Fellows also will participate in weekend classes that focus on a variety of leadership skills, from learning the best way to shake hands to how to deliver an effective presentation.

A large part of the program is devoted to an individual project in which students seek to effect change in the surrounding community. The goal is for students to see projects through from conception to a progress report at the end.

While students don’t have to have their exact ideas formed just yet, many of the fellowship recipients have already been brainstorming.

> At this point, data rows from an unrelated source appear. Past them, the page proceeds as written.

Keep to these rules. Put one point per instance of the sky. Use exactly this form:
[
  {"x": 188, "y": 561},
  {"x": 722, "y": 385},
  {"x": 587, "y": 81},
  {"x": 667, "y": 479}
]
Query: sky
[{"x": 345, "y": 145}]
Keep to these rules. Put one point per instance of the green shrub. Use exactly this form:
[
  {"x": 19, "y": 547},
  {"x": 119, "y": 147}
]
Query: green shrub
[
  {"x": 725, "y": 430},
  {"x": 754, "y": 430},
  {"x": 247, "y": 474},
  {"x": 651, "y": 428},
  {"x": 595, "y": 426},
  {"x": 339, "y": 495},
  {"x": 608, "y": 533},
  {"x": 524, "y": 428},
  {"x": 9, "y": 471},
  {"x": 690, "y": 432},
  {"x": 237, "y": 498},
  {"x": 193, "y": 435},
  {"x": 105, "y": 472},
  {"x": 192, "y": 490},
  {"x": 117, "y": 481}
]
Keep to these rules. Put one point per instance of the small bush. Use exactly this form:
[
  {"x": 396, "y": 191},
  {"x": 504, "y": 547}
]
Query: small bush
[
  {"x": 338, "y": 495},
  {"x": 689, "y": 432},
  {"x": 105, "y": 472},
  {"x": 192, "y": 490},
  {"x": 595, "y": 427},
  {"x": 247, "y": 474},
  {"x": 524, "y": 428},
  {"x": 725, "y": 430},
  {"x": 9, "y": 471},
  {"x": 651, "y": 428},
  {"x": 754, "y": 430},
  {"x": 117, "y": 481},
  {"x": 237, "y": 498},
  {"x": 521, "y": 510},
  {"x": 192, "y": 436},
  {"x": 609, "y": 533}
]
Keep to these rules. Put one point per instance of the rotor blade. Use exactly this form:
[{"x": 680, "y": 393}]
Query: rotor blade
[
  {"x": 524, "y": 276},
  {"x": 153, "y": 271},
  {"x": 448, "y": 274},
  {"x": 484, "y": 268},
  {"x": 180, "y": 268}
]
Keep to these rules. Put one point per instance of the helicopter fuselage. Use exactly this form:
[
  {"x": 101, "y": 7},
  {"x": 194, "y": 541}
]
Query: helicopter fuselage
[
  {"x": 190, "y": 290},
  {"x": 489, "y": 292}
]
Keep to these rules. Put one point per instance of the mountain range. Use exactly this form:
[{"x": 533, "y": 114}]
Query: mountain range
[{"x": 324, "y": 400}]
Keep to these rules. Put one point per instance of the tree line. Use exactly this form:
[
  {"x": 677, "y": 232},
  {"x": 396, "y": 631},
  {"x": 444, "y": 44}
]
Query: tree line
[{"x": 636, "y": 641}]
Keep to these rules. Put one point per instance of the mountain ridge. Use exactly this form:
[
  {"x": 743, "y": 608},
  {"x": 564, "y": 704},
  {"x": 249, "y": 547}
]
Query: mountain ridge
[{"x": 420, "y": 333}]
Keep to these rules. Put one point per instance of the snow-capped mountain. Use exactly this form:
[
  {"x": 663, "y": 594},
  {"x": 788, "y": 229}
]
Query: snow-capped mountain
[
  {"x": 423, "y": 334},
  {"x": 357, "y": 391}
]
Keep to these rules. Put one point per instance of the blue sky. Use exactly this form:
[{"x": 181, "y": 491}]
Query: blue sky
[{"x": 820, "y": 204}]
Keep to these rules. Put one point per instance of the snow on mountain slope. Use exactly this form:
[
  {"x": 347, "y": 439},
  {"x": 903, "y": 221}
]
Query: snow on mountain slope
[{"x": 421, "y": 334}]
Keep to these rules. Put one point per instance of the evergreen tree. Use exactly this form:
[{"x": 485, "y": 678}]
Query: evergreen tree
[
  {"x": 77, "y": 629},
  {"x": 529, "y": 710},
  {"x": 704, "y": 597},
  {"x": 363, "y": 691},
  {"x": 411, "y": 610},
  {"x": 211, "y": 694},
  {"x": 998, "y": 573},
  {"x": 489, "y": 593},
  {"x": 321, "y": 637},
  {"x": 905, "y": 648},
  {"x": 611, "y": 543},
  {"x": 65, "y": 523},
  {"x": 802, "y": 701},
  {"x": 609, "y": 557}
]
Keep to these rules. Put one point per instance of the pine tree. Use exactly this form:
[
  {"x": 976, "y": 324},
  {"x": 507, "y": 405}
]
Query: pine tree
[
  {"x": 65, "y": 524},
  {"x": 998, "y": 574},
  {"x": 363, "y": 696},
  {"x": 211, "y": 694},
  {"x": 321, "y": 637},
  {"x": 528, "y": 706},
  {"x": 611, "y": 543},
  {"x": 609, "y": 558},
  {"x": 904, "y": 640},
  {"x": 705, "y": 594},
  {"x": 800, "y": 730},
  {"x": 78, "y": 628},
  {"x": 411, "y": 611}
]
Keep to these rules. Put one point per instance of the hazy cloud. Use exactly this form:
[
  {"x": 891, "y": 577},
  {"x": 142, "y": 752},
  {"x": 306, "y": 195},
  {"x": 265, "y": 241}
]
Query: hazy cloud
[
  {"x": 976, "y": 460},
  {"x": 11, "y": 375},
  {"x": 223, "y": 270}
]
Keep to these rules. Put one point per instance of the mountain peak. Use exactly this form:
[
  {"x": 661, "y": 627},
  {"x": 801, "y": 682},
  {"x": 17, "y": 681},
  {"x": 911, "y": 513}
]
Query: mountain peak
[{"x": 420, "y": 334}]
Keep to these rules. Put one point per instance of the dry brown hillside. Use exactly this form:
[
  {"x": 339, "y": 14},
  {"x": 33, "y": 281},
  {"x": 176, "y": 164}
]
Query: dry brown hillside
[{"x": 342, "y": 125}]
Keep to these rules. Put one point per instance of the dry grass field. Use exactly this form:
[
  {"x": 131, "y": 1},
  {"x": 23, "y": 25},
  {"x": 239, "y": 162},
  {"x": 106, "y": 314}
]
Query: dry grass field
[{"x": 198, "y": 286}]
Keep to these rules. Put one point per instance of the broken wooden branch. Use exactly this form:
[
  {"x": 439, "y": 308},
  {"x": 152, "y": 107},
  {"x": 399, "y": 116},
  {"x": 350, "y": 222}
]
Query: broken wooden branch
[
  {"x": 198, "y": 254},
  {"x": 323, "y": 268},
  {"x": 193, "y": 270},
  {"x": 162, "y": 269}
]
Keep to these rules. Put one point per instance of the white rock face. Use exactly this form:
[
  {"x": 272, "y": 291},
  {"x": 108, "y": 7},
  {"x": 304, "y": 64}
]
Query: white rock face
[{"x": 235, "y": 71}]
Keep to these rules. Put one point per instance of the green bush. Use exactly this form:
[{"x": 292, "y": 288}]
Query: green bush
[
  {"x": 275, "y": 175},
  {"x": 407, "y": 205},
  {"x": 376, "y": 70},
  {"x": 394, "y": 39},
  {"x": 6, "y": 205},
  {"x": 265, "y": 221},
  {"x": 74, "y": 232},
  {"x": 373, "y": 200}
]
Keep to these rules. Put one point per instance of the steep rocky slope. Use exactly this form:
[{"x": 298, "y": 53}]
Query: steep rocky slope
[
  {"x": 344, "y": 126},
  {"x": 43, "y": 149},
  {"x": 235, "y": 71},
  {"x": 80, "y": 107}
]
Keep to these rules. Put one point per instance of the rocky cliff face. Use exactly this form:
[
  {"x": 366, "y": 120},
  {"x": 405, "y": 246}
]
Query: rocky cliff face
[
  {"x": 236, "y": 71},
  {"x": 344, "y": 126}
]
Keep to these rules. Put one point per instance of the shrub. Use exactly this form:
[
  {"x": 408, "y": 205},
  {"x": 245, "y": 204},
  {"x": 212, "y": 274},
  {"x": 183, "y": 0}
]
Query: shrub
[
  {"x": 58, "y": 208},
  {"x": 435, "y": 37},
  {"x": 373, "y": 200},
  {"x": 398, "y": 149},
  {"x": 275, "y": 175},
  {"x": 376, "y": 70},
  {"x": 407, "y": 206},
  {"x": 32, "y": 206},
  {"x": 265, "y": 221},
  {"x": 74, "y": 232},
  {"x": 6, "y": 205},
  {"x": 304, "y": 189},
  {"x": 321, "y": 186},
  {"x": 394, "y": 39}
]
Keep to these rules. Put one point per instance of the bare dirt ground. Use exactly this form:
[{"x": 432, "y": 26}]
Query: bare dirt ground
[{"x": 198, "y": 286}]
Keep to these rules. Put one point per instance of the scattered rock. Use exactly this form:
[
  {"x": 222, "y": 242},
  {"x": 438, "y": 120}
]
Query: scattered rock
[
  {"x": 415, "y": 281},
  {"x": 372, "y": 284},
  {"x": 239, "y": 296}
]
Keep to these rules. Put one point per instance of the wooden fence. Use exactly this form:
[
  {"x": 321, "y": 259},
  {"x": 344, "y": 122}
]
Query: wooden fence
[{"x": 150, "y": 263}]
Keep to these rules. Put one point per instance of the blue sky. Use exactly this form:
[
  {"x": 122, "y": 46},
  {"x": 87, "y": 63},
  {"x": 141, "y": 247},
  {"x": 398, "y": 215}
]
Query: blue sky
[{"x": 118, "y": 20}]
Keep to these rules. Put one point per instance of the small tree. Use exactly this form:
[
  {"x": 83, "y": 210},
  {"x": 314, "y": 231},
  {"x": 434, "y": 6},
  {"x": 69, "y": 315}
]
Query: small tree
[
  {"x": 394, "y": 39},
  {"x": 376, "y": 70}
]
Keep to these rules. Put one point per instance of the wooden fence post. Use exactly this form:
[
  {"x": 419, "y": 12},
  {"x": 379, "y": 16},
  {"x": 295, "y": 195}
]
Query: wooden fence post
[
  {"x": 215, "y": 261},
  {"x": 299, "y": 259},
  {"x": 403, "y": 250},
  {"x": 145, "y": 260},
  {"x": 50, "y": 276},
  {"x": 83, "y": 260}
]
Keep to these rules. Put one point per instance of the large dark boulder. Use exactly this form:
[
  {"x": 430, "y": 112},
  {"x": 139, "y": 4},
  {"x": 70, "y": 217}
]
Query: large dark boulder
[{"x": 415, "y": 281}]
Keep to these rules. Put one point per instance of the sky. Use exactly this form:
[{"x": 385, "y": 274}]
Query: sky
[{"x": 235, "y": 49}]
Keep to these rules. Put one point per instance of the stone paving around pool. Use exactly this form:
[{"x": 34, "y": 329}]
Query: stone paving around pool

“Our real goal is to make sure that along the way they find something they are passionate about,” Butanda said. “If we are able to accomplish that with these young men and women, our job is done because once you find your passion, you don’t need any more motivators.”

Biddy, who is interested in becoming a psychiatrist and enjoys learning about why certain people act differently than others, wants to create a community for people outside of their homes so if there isn’t enough support there, they can find a family elsewhere.

Senior Noah Martinez, who wants to study kinesiology in college next year, hopes to address the high rate of sexually transmitted diseases in the area. Bexar County ranked third in the state for the highest numbers of infections of sexually transmitted diseases, according to 2017 data from the Texas Department of State Health Services.

Through his project, Martinez wants to educate his peers about STDs and tell them about the resources available for testing and treatment.

Butanda said after the first class of fellows completes their programming, the goal is to have another class next year who can potentially adopt and sustain some of the previous projects.

Emily Donaldson reports on education for the San Antonio Report.